First up is 1975's HOLY GRAIL, the first and in the opinions of many the best of the Monty Python features (although all three features are pretty great). The British sensation television comedy sketch troupe had been on hiatus for a few years before joining together to do this feature film riff on King Arthur, the Knights of the Round Table, and sacred British mythology. 

Python John Cleese had grown weary of the TV format the Pythons pioneered in the late 1960's (itself a grind to shoot for little to no money) but had always let it be known he would return if a suitable feature subject could be discovered. Well. . .boy did they discover it.

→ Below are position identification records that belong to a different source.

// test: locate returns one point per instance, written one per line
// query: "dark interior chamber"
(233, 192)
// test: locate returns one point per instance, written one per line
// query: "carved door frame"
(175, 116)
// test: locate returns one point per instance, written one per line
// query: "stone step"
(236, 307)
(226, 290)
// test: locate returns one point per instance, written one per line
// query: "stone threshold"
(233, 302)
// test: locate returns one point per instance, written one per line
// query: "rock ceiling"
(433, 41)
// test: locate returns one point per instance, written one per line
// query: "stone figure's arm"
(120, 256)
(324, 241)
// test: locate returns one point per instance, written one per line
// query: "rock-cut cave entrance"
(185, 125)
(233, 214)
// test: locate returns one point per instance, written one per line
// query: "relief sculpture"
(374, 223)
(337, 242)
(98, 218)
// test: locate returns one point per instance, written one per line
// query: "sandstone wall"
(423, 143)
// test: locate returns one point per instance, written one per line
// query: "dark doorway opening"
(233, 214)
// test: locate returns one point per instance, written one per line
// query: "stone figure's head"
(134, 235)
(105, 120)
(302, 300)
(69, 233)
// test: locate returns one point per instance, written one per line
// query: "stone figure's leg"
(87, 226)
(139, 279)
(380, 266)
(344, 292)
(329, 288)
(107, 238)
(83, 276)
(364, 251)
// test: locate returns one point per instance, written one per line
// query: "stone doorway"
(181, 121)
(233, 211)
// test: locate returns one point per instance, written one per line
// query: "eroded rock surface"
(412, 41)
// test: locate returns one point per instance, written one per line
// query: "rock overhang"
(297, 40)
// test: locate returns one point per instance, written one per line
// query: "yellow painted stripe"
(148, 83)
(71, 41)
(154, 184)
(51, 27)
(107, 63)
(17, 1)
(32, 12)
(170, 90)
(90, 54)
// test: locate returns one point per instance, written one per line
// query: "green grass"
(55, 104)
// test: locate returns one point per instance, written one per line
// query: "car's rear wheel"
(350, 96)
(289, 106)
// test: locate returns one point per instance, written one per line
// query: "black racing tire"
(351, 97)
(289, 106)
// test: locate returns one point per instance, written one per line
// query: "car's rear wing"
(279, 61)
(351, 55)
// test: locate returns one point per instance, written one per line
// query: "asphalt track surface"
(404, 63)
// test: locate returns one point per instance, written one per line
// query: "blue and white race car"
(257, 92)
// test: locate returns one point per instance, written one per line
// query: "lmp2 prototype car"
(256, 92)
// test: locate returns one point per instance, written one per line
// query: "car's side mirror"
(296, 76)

The Pythons essentially do a feature length series of hilarious sketches that skewers the sacred cows of British literature and identity. We also get to see co-director Terry Gilliam discovering the seeds of his lo-fi fantasy style that would go full blossom in the 1980's starting with TIME BANDITS.

Comedy has always been subjective and many folks were always a bit more bewildered than bemused by the Pythons' overly-literate yet mind-poppingly absurdist and irreverent take on absolutely everything.

Yet this programmer has always loved how the Pythons' very different sensibilities (Cleese's biting verbal and character brilliance, Palin's humanity, Gilliam's animation, Chapman's hidden subversive take on the mainstream, Jones' understanding of comedy fundamentals, Idle's side-door irreverence & topicality) came together in a group voice totally singular to this day.

Also, the Pythons more than almost any other sketch comedy troupe were as talented visually as they were comedically, lending all their movies an immediate cinema readiness that really remains unparalleled to this day.

So join us for some of Monty Python's most hilarious bits from the deep seated enmity the British and the French have had across centuries to holy hand grenade and terrible rabbit guardian of the cave to the coconut shells instead of horses method of transportation (the budget was so low, this was a brilliant first fix).

If you want to watch comedy with a clear strong irreverent voice, Monty Python is as good as it gets.